GVSU provides Ritzenhein with the facility he needs to be successful and he returns the favor. Jerry Baltes, head coach of the GVSU cross country and track and field teams, undeniably values having Ritzenhein around the program to offer his advice and share his experiences.

“Dathan has been a great asset to our program over the last couple of years,” Baltes said. “His wealth of knowledge in the sport of running is endless and has helped us numerous times in helping take our student-athletes to the next level. We are eager to watch Dathan accomplish his goal of making his fourth U.S. Olympic team.”

Ritzenhein would join an exclusive group if he can represent the red, white and blue for a fourth consecutive time.

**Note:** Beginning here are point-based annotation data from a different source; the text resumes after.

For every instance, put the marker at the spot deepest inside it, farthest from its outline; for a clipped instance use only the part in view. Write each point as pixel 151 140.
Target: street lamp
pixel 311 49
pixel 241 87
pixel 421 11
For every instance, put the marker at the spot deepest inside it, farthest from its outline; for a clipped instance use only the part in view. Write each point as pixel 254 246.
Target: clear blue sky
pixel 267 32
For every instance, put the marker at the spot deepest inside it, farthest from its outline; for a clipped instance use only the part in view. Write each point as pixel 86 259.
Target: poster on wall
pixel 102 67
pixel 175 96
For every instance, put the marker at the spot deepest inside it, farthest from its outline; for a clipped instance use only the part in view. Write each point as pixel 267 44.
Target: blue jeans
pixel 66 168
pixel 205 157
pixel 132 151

“I believe two men’s distance runners and maybe about five in all of track in field (have appeared in four Olympic Games),” Ritzenhein said. “Three (appearances) has been great, amazing and not many people have made three, but a fourth Olympic team has kept me going in training the last couple of years. I’m 33 now, so I’m not as young as I was.

“Just making that team is the biggest goal for me. I want to be on the line in Rio in August.”